I am self-studying contract theory using Bolton and Dewatripont (2005). It is meant for grad students, which might be why I am having a difficult time understanding basic terminology. Here is the problem:

Consider two agents, an employee and an employer. The employer's utility function is

$$U(l_1,t_1),$$

where $l_1$ is the amount of 'employee time' consumed and $t_1$ is the amount of output consumed by the employer.

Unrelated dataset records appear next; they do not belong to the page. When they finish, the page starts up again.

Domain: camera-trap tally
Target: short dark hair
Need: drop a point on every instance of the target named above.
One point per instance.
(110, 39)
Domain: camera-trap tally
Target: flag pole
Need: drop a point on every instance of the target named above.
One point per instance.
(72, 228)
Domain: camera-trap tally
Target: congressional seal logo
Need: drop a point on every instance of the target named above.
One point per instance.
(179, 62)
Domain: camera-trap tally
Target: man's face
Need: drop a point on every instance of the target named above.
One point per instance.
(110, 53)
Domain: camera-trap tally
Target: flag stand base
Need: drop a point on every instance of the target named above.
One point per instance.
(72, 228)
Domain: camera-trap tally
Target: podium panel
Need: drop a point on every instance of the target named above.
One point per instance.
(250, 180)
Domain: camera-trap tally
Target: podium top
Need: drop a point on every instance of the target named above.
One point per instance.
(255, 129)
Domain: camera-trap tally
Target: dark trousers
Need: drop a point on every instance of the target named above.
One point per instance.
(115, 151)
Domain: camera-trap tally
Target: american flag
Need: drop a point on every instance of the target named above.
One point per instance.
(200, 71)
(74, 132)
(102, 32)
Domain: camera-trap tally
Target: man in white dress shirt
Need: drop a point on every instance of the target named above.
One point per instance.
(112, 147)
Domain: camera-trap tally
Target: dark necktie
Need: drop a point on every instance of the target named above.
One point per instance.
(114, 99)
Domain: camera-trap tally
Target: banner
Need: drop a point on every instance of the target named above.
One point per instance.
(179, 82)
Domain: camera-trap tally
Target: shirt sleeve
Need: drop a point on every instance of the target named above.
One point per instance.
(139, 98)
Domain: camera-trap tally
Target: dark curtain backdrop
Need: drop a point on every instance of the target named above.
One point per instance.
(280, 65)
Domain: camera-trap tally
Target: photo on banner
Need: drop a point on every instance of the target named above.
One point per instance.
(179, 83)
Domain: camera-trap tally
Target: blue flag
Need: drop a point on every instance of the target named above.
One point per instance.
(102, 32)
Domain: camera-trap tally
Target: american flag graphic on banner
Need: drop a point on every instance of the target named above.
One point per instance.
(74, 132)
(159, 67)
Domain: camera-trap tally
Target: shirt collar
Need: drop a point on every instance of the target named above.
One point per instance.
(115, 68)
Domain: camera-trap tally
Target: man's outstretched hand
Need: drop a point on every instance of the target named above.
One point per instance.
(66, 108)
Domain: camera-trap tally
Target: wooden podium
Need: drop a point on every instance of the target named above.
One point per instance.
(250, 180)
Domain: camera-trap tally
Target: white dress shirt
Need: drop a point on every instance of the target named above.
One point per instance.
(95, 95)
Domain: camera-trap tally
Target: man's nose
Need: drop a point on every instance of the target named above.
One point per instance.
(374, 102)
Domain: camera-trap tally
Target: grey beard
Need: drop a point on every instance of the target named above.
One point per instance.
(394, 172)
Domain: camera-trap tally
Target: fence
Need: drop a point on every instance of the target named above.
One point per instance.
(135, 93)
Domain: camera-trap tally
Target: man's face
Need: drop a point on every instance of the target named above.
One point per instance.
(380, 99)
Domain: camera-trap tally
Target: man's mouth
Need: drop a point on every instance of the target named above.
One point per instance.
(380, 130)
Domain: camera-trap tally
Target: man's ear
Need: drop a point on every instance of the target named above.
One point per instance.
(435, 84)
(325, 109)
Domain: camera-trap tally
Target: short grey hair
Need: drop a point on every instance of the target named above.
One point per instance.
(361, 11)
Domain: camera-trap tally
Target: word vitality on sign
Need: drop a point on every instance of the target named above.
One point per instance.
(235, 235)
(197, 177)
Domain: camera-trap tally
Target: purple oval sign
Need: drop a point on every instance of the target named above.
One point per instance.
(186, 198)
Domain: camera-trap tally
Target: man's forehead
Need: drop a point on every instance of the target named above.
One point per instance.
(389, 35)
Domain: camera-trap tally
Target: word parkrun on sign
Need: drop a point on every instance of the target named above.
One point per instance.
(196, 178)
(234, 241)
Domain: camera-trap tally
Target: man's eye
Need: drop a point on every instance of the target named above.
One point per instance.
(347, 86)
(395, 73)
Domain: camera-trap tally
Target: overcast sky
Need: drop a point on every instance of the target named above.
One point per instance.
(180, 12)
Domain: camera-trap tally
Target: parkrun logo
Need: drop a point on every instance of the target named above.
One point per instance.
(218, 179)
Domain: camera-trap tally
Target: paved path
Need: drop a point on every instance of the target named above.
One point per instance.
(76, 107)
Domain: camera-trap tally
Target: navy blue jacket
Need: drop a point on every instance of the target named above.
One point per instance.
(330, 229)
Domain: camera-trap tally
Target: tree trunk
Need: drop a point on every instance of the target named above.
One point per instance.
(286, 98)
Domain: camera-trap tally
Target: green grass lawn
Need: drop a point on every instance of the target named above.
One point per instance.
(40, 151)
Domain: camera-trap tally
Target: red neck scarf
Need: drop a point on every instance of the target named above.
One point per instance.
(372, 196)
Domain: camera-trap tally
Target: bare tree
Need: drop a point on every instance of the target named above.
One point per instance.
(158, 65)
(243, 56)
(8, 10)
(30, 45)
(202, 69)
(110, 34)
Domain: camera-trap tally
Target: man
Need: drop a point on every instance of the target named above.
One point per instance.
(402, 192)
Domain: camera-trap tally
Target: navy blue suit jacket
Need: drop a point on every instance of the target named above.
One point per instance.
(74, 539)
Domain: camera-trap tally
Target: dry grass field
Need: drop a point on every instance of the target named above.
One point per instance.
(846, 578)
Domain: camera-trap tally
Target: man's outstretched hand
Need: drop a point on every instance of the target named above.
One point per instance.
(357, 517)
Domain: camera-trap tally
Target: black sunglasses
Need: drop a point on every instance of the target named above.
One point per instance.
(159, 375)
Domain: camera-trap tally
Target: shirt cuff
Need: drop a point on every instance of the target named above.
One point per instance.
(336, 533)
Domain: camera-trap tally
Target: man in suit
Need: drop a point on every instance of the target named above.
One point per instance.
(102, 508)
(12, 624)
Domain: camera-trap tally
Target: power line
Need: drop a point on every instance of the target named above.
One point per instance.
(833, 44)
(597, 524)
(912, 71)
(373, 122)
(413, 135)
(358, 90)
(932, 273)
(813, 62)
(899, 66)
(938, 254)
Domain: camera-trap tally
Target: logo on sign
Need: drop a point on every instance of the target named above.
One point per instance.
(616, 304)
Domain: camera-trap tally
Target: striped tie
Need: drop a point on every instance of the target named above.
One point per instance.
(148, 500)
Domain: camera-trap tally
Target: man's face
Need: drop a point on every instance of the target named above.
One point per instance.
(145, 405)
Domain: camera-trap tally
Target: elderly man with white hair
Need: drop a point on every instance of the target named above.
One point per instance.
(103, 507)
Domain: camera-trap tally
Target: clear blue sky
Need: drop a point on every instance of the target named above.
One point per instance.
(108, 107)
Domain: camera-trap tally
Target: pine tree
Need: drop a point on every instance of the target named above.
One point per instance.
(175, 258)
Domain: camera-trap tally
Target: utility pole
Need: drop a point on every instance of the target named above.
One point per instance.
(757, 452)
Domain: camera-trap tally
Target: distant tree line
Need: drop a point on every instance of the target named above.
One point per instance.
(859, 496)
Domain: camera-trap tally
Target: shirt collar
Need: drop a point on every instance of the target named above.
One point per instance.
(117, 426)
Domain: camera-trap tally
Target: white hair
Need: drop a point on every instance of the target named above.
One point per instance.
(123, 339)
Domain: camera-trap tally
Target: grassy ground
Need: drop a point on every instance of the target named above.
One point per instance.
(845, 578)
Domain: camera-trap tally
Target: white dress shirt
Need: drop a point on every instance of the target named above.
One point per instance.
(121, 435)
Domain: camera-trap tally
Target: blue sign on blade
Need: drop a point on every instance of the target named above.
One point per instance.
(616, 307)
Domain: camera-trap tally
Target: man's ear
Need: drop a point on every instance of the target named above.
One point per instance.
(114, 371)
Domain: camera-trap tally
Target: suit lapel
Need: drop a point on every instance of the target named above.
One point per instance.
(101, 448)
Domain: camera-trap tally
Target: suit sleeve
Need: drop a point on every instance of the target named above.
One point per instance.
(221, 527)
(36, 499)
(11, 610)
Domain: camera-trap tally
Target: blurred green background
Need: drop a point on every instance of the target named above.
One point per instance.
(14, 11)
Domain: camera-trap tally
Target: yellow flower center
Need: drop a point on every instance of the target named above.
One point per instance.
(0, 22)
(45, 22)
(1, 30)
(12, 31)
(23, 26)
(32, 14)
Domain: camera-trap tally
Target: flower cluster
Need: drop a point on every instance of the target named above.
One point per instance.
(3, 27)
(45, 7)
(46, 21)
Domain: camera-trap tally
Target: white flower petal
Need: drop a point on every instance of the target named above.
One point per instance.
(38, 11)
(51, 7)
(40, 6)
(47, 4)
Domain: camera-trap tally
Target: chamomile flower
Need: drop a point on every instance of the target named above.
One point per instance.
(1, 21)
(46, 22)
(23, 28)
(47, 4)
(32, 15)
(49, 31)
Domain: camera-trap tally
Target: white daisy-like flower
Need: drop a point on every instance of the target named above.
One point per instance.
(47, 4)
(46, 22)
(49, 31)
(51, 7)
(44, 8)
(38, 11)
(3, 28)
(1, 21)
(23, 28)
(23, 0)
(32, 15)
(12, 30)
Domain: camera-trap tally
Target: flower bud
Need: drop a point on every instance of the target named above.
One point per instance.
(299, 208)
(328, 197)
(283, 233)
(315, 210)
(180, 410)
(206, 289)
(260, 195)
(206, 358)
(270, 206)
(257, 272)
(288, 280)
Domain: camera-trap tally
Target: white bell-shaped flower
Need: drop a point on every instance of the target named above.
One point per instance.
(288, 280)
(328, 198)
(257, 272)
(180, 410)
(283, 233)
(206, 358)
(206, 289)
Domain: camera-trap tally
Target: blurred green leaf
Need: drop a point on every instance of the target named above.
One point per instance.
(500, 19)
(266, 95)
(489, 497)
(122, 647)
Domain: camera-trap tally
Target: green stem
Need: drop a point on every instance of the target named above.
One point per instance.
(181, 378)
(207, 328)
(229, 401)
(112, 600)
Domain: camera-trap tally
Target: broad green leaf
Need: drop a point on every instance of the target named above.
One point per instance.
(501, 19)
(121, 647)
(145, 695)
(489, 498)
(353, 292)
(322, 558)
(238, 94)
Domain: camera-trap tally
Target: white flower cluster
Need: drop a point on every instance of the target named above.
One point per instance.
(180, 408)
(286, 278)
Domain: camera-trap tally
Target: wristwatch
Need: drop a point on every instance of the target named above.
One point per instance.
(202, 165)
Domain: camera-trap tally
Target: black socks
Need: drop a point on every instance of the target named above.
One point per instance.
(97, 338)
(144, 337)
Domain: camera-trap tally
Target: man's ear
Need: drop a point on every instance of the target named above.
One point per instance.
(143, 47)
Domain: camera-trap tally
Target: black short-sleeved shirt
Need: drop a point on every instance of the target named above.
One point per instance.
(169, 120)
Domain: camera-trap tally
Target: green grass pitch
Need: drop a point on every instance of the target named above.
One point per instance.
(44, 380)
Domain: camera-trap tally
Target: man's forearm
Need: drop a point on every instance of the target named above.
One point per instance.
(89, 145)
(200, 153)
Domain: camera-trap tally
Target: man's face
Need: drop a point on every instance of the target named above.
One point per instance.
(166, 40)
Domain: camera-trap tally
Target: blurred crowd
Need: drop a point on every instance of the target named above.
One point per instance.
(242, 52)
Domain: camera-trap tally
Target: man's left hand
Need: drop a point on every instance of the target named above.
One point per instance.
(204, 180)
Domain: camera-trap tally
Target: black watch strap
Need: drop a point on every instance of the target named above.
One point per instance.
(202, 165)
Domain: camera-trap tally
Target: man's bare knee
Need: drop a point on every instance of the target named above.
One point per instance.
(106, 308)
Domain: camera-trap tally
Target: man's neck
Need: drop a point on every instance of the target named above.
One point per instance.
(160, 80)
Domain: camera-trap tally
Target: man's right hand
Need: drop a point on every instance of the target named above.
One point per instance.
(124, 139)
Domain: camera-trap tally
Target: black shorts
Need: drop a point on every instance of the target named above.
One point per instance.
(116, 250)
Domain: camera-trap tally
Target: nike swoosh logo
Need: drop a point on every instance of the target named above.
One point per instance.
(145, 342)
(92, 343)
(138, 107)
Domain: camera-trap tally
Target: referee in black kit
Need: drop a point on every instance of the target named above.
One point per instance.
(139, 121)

The employee's utility function is

$$u(l_2,t_2),$$

where $l_2$ is the amount of `employee time' spent on leisure and $t_2$ is the amount consumed by the employee.

The initial endowments are

$$(\hat{l_{1}}, \hat{t_{1}}) = (0,1) \\ (\hat{l_{2}}, \hat{t_{2}}) = (1,0).$$

Without trading their respective utility levels are

$$\bar{U} = U(0,1) \\ \bar{u} = u(1,0).$$

Thus far I am able to follow.

Now if we want to maximize joint surplus, the authors set up the following maximization problem:

\begin{align} \text{max} \quad U(l_1,t_1) &+ \mu u(l_2,t_2) \\ \text{s.t.} \quad l_1 + l_2 &= \hat{l_1} + \hat{l_{2}} = 1 \\ t_1 + t_2 &= \hat{t_1} + \hat{t_{2}} = 1 \end{align}

My question is about the parameter $\mu$. The book says $\mu$ represents the individual's respective reservation utility levels, $\bar{U}$ and $\bar{u}$, and their relative bargaining strength.

I don't understand what this means intuitively. Why do we even need to introduce $\mu$ if we simply want to maximise joint surplus? Why not just maximise the sum of respective utility's subject to the endowment constraints?

I suspect the $μ$ is introduced to account for the fact that no party can be forced to enter into a contract. Thus if we want to maximize the joint surplus that only works if both parties are willing to trade, and the parties are only willing to trade if it makes them both better off.